After "nova reboot" the instance looses the nova-volume on its xml

Bug #1012717 reported by Mercadolibre CloudBuilders on 2012-06-13
22
This bug affects 3 people
Affects Status Importance Assigned to Milestone
OpenStack Compute (nova)
Undecided
Unassigned
Essex
High
Rafi Khardalian

Bug Description

Hi, we are using Essex final release with nova volumes.
On an instance with nova-volumes is rebooted from inside the guest, it comes back with the nova-volume successfull.
But if we issue a "nova reboot [id]" the instance looses the nova volume, and the device block definition dissapears in the /var/run/libvirt/qemu/[instance_id].xml

We think its a very critical bug.
If you need any kind of extra information please do.

Cheers.

We think the problem is on "_soft_reboot" over /usr/share/pyshared/nova/virt/libvirt/connection.py.

Its confirmed, the soft_reboot is what is causing the instance to loose its nova volume, hard_reboot works ok.

Ryan Finnie (fo0bar) wrote :

Are you using Xen for backing?

We're using KVM, and I cannot reproduce this. The volume comes back:
 * in-OS reboot
 * euca-reboot-instance (which I believe is doing a hard reboot)
 * nova reboot
 * nova-reboot --hard

I can however confirm that the XML file does not get updated.

Exactly, we are using KVM also.
And when you issue a detach, the XML on /var/run/libvirt get updated, but the file on /etc/libvirt/qemu doesnt, so, when you reboot/hard reboot an instance, it gets rebuilt from the /etc/libvirt/qemu so it fails because it doesnt find the volume because of course, its detached (iscsiadm).

Waiting for some feedback.

The code was recently changed to keep the vm definitiion around in libvirt on libvirt instead of rebuilding it. Do you still see this issue with current trunk?

Vish.
I can confirm that not using the ubuntu 12.04 packages but installing nova cloning :

+ git clone https://github.com/openstack/nova.git --branch stable/essex

The problem is fixed, so, who can i talk to for the ubuntu packages to be upgraded regarding this ginds of bugs ?
Or is advisable to use github in production deployment ?

Thierry Carrez (ttx) wrote :

Already fixed in Folsom, nominating for Essex backport.
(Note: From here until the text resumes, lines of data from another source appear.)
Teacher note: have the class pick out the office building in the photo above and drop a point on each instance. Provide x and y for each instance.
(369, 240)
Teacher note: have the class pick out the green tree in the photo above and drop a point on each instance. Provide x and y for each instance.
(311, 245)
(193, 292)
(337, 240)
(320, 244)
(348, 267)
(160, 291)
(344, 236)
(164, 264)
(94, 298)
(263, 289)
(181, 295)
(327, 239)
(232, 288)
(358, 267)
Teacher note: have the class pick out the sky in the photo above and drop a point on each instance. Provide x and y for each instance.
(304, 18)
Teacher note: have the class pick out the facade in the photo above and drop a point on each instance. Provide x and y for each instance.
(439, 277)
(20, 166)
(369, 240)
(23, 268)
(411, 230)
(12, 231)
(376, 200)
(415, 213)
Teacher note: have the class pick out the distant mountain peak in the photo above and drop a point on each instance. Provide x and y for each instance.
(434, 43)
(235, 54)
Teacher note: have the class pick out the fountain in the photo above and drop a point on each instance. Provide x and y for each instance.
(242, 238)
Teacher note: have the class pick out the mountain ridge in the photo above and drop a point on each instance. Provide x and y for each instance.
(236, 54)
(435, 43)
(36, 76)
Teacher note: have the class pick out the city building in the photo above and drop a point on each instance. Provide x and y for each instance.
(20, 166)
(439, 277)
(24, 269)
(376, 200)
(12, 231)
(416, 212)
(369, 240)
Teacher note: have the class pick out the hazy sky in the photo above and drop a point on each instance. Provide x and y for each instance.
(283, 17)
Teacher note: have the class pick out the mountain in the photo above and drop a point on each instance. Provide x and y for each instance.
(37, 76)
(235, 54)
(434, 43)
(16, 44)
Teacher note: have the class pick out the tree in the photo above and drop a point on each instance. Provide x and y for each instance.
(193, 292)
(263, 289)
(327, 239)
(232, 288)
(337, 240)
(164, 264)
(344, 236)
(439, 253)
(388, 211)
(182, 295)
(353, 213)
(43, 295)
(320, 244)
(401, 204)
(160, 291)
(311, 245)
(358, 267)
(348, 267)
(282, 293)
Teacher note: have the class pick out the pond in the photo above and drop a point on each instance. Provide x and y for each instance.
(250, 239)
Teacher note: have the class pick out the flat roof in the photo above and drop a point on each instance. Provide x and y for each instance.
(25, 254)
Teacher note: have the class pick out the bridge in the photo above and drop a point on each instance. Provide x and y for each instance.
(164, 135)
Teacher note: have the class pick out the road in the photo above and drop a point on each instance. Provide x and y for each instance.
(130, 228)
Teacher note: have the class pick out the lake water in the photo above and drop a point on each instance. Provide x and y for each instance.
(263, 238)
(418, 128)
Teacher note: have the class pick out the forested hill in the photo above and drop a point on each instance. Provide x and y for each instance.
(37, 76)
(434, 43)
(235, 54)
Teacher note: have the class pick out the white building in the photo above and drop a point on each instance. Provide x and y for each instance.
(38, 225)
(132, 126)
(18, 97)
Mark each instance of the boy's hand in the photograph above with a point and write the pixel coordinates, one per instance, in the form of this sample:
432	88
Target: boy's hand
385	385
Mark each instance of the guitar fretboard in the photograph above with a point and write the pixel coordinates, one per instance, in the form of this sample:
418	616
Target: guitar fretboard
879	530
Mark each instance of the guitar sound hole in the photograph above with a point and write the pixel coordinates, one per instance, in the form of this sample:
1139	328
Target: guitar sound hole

Vish: how invasive is the fix for this ? Would it make a likely stable/essex backport target ?

Changed in nova:
status: New → Invalid

Weird that no one reported this before, seems very critical.

Vish Ishaya (vishvananda) wrote :

The fix is a bit invasive. Backporting could be a little tough.

Dave Spano (dspano) wrote :

I'd like to ask for it to be backported as well please.

Han-sebastien (han-sebastien) wrote :

+1 for the backporting please.

Rafi Khardalian (rkhardalian) wrote :

I thought this was already fixed in stable/essex. If it's still happening, please let me know how to reproduce it and I'll commit to submitting a fix.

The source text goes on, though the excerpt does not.